Over the years, South Bend had many venues to enjoy the blues, including the nearby University Of Notre Dame, where The Midwest Blues Festivals were held, Ribs & Blues on the city’s west side (Eddie Taylor guested there), and the original Vegetable Buddies, a downtown club that enjoyed a vigorous, albeit short run, from 1976-1980. Blues luminaries who played there included Willie Dixon, Muddy Waters, John Mayall, Dr. John, Luther Allison, Sonny Terry and Brownie McGhee, Walter Horton, Taj Mahal, Koko Taylor, John Lee Hooker, Bogan and Armstrong, among others, including J.B. Hutto, as well.
There is a Wolf label release by J.B. Hutto and the New Hawks entitled Keeper Of The Flame. On the CD are seven tracks recorded “live” at Vegetable Buddies on July 11, 1979. The cuts find Hutto in fine form, with his vocals as exclamatory as ever, and his slide guitar work as cutting and exciting as ever. Hutto passed away four years later from cancer, but if he was suffering at all at the time of this South Bend recording, it certainly wasn’t apparent.
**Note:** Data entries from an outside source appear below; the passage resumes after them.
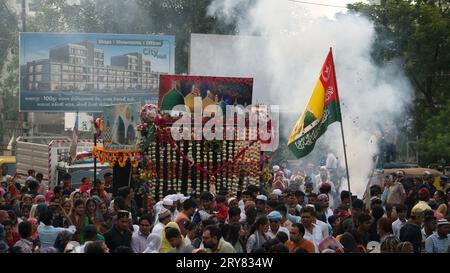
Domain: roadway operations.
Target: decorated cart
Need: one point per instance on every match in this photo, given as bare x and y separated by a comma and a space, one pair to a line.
180, 158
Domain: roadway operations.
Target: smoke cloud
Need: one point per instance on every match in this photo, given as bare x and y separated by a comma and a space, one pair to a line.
286, 66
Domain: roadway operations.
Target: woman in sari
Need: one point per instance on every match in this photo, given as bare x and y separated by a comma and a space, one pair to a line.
165, 245
79, 218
Mid-1960s Chicago blues was modern in the sense that by that time the electrified brand of post-war blues was fully realized, and the insistent moods of Chicago’s blacks were being brought to bear through a tougher brand of the music. The vocals commanded attention, the guitars screamed with emotive undercurrents, and the bluesmen who offered the music knew their audiences and the topics to address. J.B. Hutto, the bluesman of modest physical stature, adorned frequently with a fez, was yet another urban Chicago blues artist who knew how to express the personal outlooks of the city’s black population.
Hawk Squat comes highly recommended. A greater document of Chicago’s tough 1960s blues is tough to find. Modern blues did not originate with Hutto, but he helped create and nurture the modern Chicago blues sound. This is blues music at its best, and blues slide guitar of the highest order.